Flock investors will eventually become concerned over missing the big rally. When they start pouring money into the equities wanting to participate in the party, it will be time for us to leave the party that started at the end of October 2011. Within the next couple of months, much like the October 2007, this market will flush out all the bears and short-seller investors. The investors will start buying at the highs and our fingers will be on the sell button for our long positions in equities and corporate bonds. We may be a few weeks or months early. However, we don’t want to be leaving the stadium when everybody else is trying to leave.

TLT and the US long-dated treasuries will come down hard below their 200 day moving average. Bill Gross will get hurt for his poor call of the market again.
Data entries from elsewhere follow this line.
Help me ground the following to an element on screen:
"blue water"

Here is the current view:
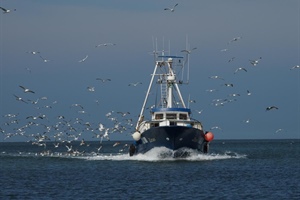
[0,140,300,199]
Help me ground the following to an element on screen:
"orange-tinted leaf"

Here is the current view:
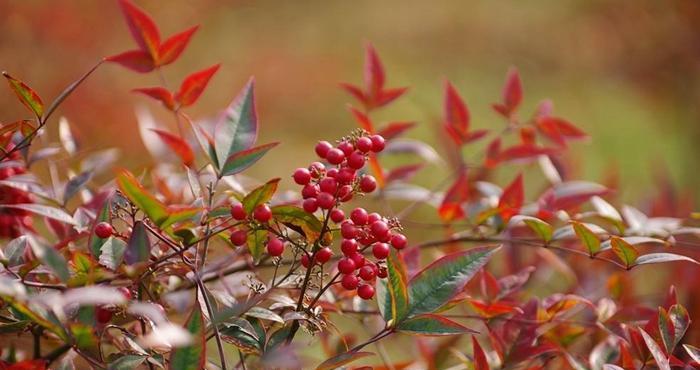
[106,50,156,73]
[2,72,44,118]
[119,0,160,61]
[151,128,194,166]
[158,26,199,66]
[175,64,221,107]
[131,87,175,110]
When the dust settles and TLT comes down to earth once more, then we will become interested in buying TLT about 18% lower than the current value.

Trading software and programs that look for pattern recognition and the various moving averages are very limited in what they can offer an investor/trader in these markets. You will get whipsawed with these programs. Investor psychology is the rule of the game and anyone who can anticipate the herd’s next move shall prosper in the mid and long term.

As long as the U.S. dollar index is above 76 and Volatility Index (VIX) above 15, it would be safe to stay invested in risk assets. The final stages of this rally could end with a dramatic rise in the S&P and Dow in the near future.